The Jackson, Miss., native, a recent transplant to Memphis, taps into a visual storytelling style illustrative of the tales spun by Southern writers such as Barry Hannah, Carson McCullers and Flannery O'Connor: Details of carnivals, painted ladies and the implied decrepitude of a small-town square creep into her work, both via her subject matter and the material she uses instead of canvas, including discarded doors, wood planks and tin ceiling tiles.

In her artist's statement, Furr-Lawyer claims to be inspired by the pictures taken by the late Mississippi literary great Eudora Welty, known more for her work as a writer than her skills as a photographer, despite the wonderful collections "Eudora Welty: Photographs" and "One Time, One Place."

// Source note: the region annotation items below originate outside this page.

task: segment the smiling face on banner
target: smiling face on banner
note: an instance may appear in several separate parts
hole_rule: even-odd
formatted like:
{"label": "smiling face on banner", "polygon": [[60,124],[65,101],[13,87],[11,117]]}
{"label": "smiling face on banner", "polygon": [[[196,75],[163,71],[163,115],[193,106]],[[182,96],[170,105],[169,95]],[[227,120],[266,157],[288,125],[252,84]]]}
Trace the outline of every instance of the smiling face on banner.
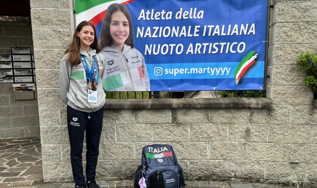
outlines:
{"label": "smiling face on banner", "polygon": [[[77,22],[91,21],[99,36],[107,7],[125,5],[151,91],[264,89],[267,0],[97,1],[75,0]],[[121,47],[129,33],[119,12],[122,28],[110,32]]]}

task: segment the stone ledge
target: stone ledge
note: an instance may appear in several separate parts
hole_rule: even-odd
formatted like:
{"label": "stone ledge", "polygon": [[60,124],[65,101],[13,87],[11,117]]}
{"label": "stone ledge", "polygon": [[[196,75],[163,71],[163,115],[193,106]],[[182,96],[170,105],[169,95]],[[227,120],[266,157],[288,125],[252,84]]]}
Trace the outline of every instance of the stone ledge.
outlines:
{"label": "stone ledge", "polygon": [[107,99],[105,109],[268,108],[271,104],[267,98]]}
{"label": "stone ledge", "polygon": [[317,99],[314,99],[314,105],[317,108]]}

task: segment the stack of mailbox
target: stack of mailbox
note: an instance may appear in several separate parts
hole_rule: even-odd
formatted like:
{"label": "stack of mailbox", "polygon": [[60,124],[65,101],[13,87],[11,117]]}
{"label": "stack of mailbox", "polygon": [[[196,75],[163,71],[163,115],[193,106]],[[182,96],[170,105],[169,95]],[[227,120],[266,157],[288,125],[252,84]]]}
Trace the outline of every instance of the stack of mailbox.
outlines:
{"label": "stack of mailbox", "polygon": [[10,54],[0,54],[0,83],[36,82],[31,47],[15,47],[11,49]]}

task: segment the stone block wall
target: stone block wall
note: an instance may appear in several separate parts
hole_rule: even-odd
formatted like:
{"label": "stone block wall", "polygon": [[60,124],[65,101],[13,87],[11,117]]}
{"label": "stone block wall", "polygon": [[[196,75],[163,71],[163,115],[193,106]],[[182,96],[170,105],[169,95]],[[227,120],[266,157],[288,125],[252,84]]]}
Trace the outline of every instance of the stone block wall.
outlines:
{"label": "stone block wall", "polygon": [[12,84],[0,84],[0,139],[40,137],[37,99],[14,99]]}
{"label": "stone block wall", "polygon": [[[0,22],[0,54],[11,54],[11,47],[30,47],[31,23]],[[0,84],[0,139],[40,136],[37,99],[16,100],[12,84]]]}
{"label": "stone block wall", "polygon": [[[97,179],[132,179],[142,148],[164,143],[187,180],[317,186],[317,108],[296,65],[299,53],[317,50],[317,1],[272,3],[266,98],[107,100]],[[73,2],[31,0],[31,7],[44,181],[71,182],[57,78]]]}
{"label": "stone block wall", "polygon": [[0,22],[0,54],[11,53],[11,47],[30,47],[33,51],[31,22]]}

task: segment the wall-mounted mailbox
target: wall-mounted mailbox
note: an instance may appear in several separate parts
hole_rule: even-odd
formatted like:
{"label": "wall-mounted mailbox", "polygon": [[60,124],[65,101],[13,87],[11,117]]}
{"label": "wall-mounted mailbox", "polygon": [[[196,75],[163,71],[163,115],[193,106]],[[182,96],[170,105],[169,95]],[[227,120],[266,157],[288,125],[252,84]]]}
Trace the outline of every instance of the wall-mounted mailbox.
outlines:
{"label": "wall-mounted mailbox", "polygon": [[36,98],[35,84],[12,84],[15,100],[29,100]]}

Either Welty's words or her pictures could've informed "Canton Delegate," which features an old woman, her features spread across an old wooden door that Furr-Lawyer has repurposed as a canvas. She wears a blue dress and matching hat, and a real lace collar is attached at her neck. Here, the details are impeccable -- the gill-like age spots on her face, a sagging bustline, a strand of pearls and fallen down knee-highs add up to a portrait as revealing as the adjectives Welty chose to employ in her short story, "The Worn Path." The same subject appears again in the cameo-like painting "Old Lady From Canton," her lips pursed together and her eyelids and turkey neck drooping as she faces the world head-on.

"Sweet Tea," "She Destroyed All My Carpets," "Hale on Wheels" and "Fountain of Youth" depict much younger subjects. The most enthralling of the quartet, "Fountain of Youth," portrays a healthy blonde showgirl hoisting a bottle of holy water, painted on a surface fashioned from various-sized planks of wood. Like a sea siren, she promises a life of danger and excitement to wayfaring young men like Harriman Monroe, the protagonist of Hannah's "Geronimo Rex." Yet, viewed in the gallery, the portrait appears to be a wispy memento of past times, much like the faded murals that still cling to the bricked buildings downtown.

"Twisted Rubber Woman" could be a sideshow banner, while "Welcome To Memphis" and "Attacking the Pyramid" might be movie posters for a yet-unmade horror movie. The latter two combine pure fantasy with a socio-political statement, depicting a rather lady-like Godzilla (in "Welcome To Memphis," she wears a lace slip and airbrushed fingernails) destroying the seedy iconography, such as the Paris Adult Theatre and Skateland, that makes Furr-Lawyer's adopted home stand out.

Work by Allison Furr-Lawyer

At D'Edge Art and Unique Treasures, 550 S. Main, through Jan. 31.